Так на этих его словах тот разговор, как неожиданно начался, так и закончился, и больше они к нему не возвращались. Алексей Васильевич расспрашивал Лёнчика о школе, о семье, рассказывал, похрюкивая временами (хрюк его, знал теперь Лёнчик, означает, что он сдерживает смех), как в молодости ездил в Германию, учился там у немецких инженеров, как еще до этого, совсем молодым специалистом, получив под расписку револьвер с десятком патронов, ездил по деревням, проводил сходы, организовывая колхозы, — много о чем они говорили, но Лёнчик, как ему ни хотелось, сам возобновить тот их разговор не решался, а Алексей Васильевич его больше не заводил.
К дню закрытия смены у Лёнчика был готов полностью, до последнего лонжерона, самолично выструганный и выклеенный им планер, Алексей Васильевич только помог обтянуть крылья специальной, тонкой, как папиросная, крепкой вощеной бумагой. Кроме Лёнчика довели до завершения свои модели лишь еще двое старших ребят из первого отряда, они трое и демонстрировали на запланированном смотре успехи лагерной авиамоделистики. Получается, сказал Алексей Васильевич по окончании смотра, в той записке, где просил отпускать Лёнчика к нему и с утра тоже, он написал истинную правду.

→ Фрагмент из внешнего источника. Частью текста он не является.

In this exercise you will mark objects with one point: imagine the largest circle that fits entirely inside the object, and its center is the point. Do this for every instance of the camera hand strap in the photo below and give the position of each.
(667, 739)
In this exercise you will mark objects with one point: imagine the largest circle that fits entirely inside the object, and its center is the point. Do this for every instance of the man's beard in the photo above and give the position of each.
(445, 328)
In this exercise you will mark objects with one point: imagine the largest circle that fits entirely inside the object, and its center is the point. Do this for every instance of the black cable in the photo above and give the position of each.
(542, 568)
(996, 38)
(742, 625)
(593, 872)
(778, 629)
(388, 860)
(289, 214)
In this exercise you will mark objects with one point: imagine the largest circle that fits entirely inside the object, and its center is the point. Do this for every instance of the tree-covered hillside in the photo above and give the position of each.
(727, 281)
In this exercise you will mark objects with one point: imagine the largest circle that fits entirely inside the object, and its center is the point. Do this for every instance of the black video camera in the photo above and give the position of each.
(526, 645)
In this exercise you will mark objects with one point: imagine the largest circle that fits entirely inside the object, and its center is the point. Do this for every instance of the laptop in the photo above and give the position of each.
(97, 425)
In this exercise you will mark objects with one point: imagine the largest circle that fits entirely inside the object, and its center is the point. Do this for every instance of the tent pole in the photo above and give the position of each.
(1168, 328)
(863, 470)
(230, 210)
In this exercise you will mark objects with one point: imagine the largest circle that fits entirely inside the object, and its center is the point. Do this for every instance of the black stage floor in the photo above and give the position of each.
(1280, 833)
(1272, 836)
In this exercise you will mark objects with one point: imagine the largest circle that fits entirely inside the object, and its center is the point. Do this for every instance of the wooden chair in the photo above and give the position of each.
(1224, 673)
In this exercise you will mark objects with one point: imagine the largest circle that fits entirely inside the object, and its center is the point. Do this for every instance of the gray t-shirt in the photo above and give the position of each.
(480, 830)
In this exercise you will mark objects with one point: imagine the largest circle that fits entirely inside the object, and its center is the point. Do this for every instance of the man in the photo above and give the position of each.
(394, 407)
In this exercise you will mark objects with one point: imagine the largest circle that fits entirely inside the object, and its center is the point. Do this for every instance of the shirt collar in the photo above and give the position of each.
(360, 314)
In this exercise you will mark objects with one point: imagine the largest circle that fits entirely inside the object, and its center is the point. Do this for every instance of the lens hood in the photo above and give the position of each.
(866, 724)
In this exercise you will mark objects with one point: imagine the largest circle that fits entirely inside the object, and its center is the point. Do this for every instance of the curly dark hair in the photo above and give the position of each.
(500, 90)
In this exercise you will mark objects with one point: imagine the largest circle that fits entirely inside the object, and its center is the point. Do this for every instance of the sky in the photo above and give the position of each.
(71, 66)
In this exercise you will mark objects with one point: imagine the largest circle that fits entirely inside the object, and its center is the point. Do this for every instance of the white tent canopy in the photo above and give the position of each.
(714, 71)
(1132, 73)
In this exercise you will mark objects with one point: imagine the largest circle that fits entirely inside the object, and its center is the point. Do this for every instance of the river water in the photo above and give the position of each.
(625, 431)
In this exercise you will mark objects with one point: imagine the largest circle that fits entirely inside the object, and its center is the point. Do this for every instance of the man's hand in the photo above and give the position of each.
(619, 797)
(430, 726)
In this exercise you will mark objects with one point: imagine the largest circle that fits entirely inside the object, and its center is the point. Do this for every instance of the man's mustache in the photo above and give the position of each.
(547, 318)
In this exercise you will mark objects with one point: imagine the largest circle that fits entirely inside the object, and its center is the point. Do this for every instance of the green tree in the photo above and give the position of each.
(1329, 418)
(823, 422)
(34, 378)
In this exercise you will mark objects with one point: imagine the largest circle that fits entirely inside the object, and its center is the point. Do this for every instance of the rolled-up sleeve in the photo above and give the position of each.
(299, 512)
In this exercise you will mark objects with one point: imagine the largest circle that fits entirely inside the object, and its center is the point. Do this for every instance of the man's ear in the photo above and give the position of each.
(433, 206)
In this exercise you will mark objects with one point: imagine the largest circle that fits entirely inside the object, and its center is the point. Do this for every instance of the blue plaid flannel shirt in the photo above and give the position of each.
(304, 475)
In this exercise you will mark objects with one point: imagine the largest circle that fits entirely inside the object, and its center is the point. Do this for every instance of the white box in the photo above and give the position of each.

Гаракулова в следующую смену не было, пионервожатая, однако, осталась прежняя, и Алексей Васильевич отправил ей с Лёнчиком новую записку. Но теперь Лёнчик, приходя к Алексею Васильевичу в мастерскую по утрам, занимался тем, что читал. В прошлую смену он даже не выяснил, где библиотека, теперь отправился туда в первый же день. Читал он по списку, составленному Алексеем Васильевичем.
«Миргород» Гоголя, «Дубровский» Пушкина, «Отверженные» Виктора Гюго. «Отверженных» Лёнчику хватило на всю вторую половину смены. Жан Вальжан, Козетта, Жавер, Тенардье, Мариус — имена героев романа звучали для него реальнее имен соотрядников, он не сжился с этими героями, он жил среди них. Париж, Монрейль-Приморский, Монфермейль, монастырь Малый Пикпюс, кафе «Мюзен», улица Плюме — города и местечки с этими названиями были реальнее пионерлагеря с его утренними и вечерними линейками, ежедневным поднятием и спуском флага. Пионервожатая, воспитатель, директор Гринько исчезли, были тут, рядом, и словно их не было. И отсутствия Сасы-Масы, так же, как и Гаракулова, уехавшего после окончания предыдущей смены в город, Лёнчик тоже не ощущал. Как не ощущал присутствия сестры и Вики с Жанной, которым их мать в последний момент сумела продлить путевки. Не ходил к ним, не виделся с ними днями, а когда, случалось, к нему заявлялся Вика, первое чувство, что возникало, было чувство недоумения — зачем?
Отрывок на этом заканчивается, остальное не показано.